Sum of Max terms maximization

Question

Maximizing sum-of-max terms is an NP-hard problem. The objective function is a convex function and maximizing a convex function is a hard problem. Also, this is a non-differentiable function.

CPLEX and GUROBI solve these problems to global optimality. I don't know what method they use. I guess they first eliminate the obviously bad terms in the beginning and then follow a branching tree to optimize each combination. Is this correct? What methods do they use, how can I (roughly) learn about this?

I am interested in linear constraints. For example: \begin{align} \begin{array}{ll} \max & \left\{\max\{3x_1 + 4x_2 , -2x_1 +7x_2 \} + \max\{-x_1 + 6x_2 , 5x_1 +3x_2 \} \right\} \\ \text{st} & a \leq x_1 + x_2 \leq b \\ & x_1 \geq c, x_2 \geq d \end{array} \end{align}

I am solving a way bigger case.

Edit: Apparently, CPLEX and GUROBI solve Mixed Integer Optimization problems. The equivalent formulation as given in the accepted answer is being generated by YALMIP parser which I use.

Answer 1

If your problem is reasonably small then one relatively simple approach is to reformulate the objective as a MIP, under a big-M assumption.

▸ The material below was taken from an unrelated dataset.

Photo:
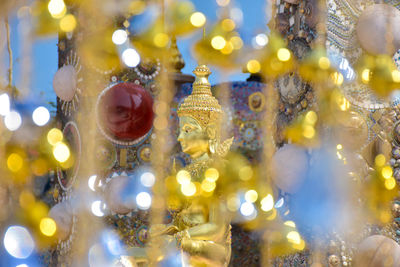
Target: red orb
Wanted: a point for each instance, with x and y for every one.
(126, 111)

Suppose that our objective is to maximize $$\sum_i g_i(x),$$ where each $g_i(x):=\max_j a_j^{i\top} x+b^i_j$ is the maximum of some affine functions. We can model this by introducing auxilliary variables $\theta_i$ such that $\theta_i \leq g_i(x)$, letting $z_{i,j}=1$ if the $j$th affine function in $g_i(x)$ is the largest at $x$, and maximizing the following problem: \begin{align*} \max \quad & \sum_i \theta_i\\ \text{s.t.} \quad & \theta_i \leq a_j^{i\top}x+b_j^i+M(1-z_{i,j}), \forall i, \forall j,\\ & \sum_j z_{i,j}=1, \forall i,\\ & z_{i,j} \in \{0, 1 \}, \forall i, \forall j. \end{align*} The combination of the big-M constraints and "objective pressure" ensures that $\theta_i=g_i(x)$ at optimality.

If the problem is larger, the above big-M approach won't give tight enough relaxations for branch-and-bound to perform well and we will need to think about using more complicated formulations. In this case, you should think about exploiting the structure of the problem, i.e., explicitly treating the problem as maximizing the sum of piecewise linear functions.

Tighter formulations than the generic big-M approach have been developed here.

I have no idea whether or not this approach is what CPLEX/Gurobi use.